A full description of the VISTA telescope and the instrument is given in the VIRCAM @ VISTA user manual and summarized on this page later. Some information can be found at the WEB pages provided by the VISTA consortium, but the ESO VIRCAM page is the definitive source of information about the instrument.

Modes

VIRCAM is a wide field imager for surveys, and therefore, it offers only imaging observations. Observations of moving target with non-sideral rates are not possible.

Filters and Focal Field Geometry

The filter wheel is the only moving part in the camera. It has seven slots for scientific filters, and one more position reserved for a SUNBLIND (i.e. closed or dark) filter. Each filter is a set of sixteen pieces, one for each detector, mounted on a tray.
Currently, the camera carries a complement of Z, Y, J, H, Ks, NB980, and NB118 filters. Note that the NB980 position actually holds two subsets of filters - NB980 and NB990, - each covering eight positions. So, to obtain full coverage with these two NB filters the survey area has to be observed twice, with rotator at two complementary positions separated by 180 deg.
The list of available filters is given in the table below, followed by a plot with the filter transmission curves, the detector quantum efficiency curves, and a theoretical model for the atmospheric transmission for various airmasses and water vapor content of the atmosphere.

Filter Wavelength FHWM Comment
  micron micron  
Z 0.88 0.12 in camera
Y 1.02 0.10 in camera
J 1.25 0.18 in camera
H 1.65 0.30 in camera
Ks 2.15 0.30 in camera
NB980 0.98 0.01 in camera, sharing a slot with NB990
NB990 0.99 0.01 in camera, sharing a slot with NB980
NB118 1.18 0.01 in camera

A tar file with all curves shown in this plot in machine readable form is available here.

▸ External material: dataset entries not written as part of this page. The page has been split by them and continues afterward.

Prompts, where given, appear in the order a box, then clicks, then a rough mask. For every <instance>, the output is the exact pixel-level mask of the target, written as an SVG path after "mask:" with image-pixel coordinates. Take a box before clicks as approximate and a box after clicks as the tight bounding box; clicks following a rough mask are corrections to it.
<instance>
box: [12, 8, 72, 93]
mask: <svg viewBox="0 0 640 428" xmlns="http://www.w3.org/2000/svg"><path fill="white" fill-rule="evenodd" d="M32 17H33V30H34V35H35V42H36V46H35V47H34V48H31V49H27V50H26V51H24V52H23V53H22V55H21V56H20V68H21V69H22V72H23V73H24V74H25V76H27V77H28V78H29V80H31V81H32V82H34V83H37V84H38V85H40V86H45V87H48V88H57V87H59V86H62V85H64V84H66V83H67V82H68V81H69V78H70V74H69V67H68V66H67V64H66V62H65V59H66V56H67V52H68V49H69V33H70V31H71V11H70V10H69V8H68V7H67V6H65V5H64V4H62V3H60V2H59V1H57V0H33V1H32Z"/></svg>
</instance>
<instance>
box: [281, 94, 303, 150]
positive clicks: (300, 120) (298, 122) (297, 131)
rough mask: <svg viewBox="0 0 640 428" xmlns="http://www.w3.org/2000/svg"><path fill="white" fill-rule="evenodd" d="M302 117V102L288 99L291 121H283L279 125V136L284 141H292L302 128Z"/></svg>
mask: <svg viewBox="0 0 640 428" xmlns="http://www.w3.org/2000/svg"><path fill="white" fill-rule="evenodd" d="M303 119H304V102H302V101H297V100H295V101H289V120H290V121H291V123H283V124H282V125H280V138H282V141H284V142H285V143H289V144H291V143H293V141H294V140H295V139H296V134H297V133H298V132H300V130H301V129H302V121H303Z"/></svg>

The sixteen 2048x2048 pixel IR detectors (Raytheon VIRGO HgCdTe 0.84-2.5 micron) in the camera are not buttable and are arranged as in the following figures which shows a diagram of the focal plane as would be seen looking directly down the camera body (down the Z-axis which on the telescope points towards the sky). On the sky (in the default instrument rotator position) +Y corresponds to N, and +X to West:


A single Integration of length DIT secs (or a co-added series of these known as an Exposure) produces a sparsely sampled image of the sky known as a "Pawprint". The area of sky covered by the pixels of a "pawprint" is 0.6 deg2. Full almost uniform sky coverage of a "tile" of 1.501 deg2 can be achieved with six "pawprints", offset by ±47.5% in y at two respective x-positions offset by 95% of the detector size. Any sky position of a "tile" will fall at least on two of these six pawprints.

Instrument Performance

The instrument performance is summarized in the following table:

pixel scale 0.34 arcsecs/ pxl
best image quality achieved 0.6 arcsecs including seeing, optics and sampling
estimated image qualityParanal seeing convolved with the instrument PSF of 0.51 arcseconds
image distortion <15% in the corners
photometric calibration+-2% RMS in respect to 2MASS in J,H,Ks
photometric calibration+-2% RMS internally
sky concentration/ illumination <5% absolute, can be corrected down to <2%
detector16 Raytheon VIRGO HgCdTe arrays, sensitive over 0.84 to 2.5 micron, high quantum efficiency (click here for the QE curve), large number of hot pixels, some dead areas on detector 1

The system characterization and the optimization of the calibration strategy continue during the operation phase.